Build and Deploy a Worker using the Allora Model Development Kit (MDK)
The Allora MDK is an open-source github repository that allows users to spin up an inference model for over 7,000 cryptocurrencies and stocks. The MDK leverages the Tiingo API (opens in a new tab) as a data feed for these cryptocurrencies and stocks, although custom datasets can be integrated as well.

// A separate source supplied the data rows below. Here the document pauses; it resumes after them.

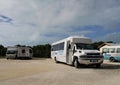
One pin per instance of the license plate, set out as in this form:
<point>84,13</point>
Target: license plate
<point>93,60</point>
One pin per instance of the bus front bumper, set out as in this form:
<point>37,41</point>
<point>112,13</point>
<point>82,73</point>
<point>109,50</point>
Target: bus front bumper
<point>90,61</point>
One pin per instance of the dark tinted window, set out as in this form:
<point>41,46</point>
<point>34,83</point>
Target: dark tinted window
<point>84,46</point>
<point>23,51</point>
<point>59,46</point>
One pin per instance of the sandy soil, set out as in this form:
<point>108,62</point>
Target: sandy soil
<point>46,72</point>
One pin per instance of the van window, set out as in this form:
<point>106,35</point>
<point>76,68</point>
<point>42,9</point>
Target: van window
<point>111,50</point>
<point>118,50</point>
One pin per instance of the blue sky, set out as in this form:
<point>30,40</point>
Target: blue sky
<point>32,22</point>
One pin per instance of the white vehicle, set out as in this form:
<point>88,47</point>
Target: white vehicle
<point>76,50</point>
<point>19,52</point>
<point>111,53</point>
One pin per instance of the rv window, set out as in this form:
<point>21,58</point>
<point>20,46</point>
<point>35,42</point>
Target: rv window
<point>69,46</point>
<point>23,51</point>
<point>30,50</point>
<point>105,50</point>
<point>111,50</point>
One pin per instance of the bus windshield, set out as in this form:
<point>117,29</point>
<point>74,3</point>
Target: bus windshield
<point>84,46</point>
<point>11,52</point>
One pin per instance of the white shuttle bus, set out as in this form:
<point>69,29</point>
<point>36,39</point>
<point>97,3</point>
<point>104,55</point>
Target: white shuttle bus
<point>76,50</point>
<point>19,52</point>
<point>111,53</point>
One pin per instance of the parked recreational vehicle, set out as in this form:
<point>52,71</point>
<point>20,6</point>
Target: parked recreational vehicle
<point>111,53</point>
<point>76,50</point>
<point>19,52</point>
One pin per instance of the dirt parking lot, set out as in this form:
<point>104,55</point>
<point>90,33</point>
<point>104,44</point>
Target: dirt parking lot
<point>46,72</point>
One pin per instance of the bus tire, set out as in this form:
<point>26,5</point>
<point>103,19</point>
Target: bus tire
<point>76,63</point>
<point>112,59</point>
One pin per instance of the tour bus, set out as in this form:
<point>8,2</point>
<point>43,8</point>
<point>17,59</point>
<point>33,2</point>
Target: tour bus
<point>111,53</point>
<point>76,50</point>
<point>19,52</point>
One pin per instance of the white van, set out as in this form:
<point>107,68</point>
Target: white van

Let's walk through the steps needed to download, train, and evaluate a given model on a custom dataset, and then deploy this trained model onto the network.
Regression Techniques
Each of these regression techniques is implemented at a basic level and is available out of the box in the Model Development Kit (MDK). These models provide a foundation that you can build upon to create more advanced solutions.
Model | Description |
---|---|
ARIMA | Auto-Regressive Integrated Moving Average model used for time series forecasting by modeling the dependencies between data points. |
LSTM | Long Short-Term Memory neural network, a type of recurrent neural network (RNN) that excels in capturing long-term dependencies in sequential data, like time series. |
Prophet | A forecasting model developed by Facebook, designed to handle seasonality and make predictions over long time horizons. |
Random Forest | An ensemble learning method for regression tasks that builds multiple decision trees and outputs the average prediction from individual trees. |
Random Forest (Time Series) | A time series variant of Random Forest, optimized for predicting time-dependent variables. |
Regression | A simple linear regression model for predicting continuous values based on input features. |
Regression (Time Series) | A time series version of basic regression models, optimized for forecasting trends over time. |
XGBoost | Extreme Gradient Boosting, a highly efficient and scalable implementation of gradient boosting machines for regression tasks, often used for time series forecasting. |
XGBoost (Time Series) | A time series-specific adaptation of XGBoost, tuned for forecasting with sequential data. |
Although these models are already integrated into the MDK, you can add more models as well as modify existing ones to create a better inference model tailored to your specific needs.
Installation
Clone the MDK Repository
Run the following commands in a new terminal window:
git clone https://github.com/allora-network/allora-model-maker.git
cd allora-model-maker
Conda not Installed?
On Mac, simply use brew to install Miniconda:
brew install miniconda
Create Conda Environment
conda env create -f environment.yml
If you want to set it up manually:
conda create --name modelmaker python=3.9 && conda activate modelmaker
pip install setuptools==72.1.0 Cython==3.0.11 numpy==1.24.3
Install Dependencies
pip install -r requirements.txt
Add Tiingo API Key
Go to tiingo.com (opens in a new tab) and set up an API Key after creating an account, which you will input into your .env
file:
# .env
TIINGO_API_KEY=your_tiingo_api_key
Usage
Model Training
make train
Running the above command will guide you through a series of sub-prompts that you can use to curate a unique training set for the given cryptocurrency or stock you choose as a target variable.
Select the Data Source
After running make train
, the command line will prompt you to select your dataset:
Select the data source:
1. Tiingo Stock Data
2. Tiingo Crypto Data
3. Load data from CSV file
Enter your choice (1/2/3):
- Although the MDK is natively integrated with Tiingo, a model maker can effectively configure any data set to train on from a CSV file as well.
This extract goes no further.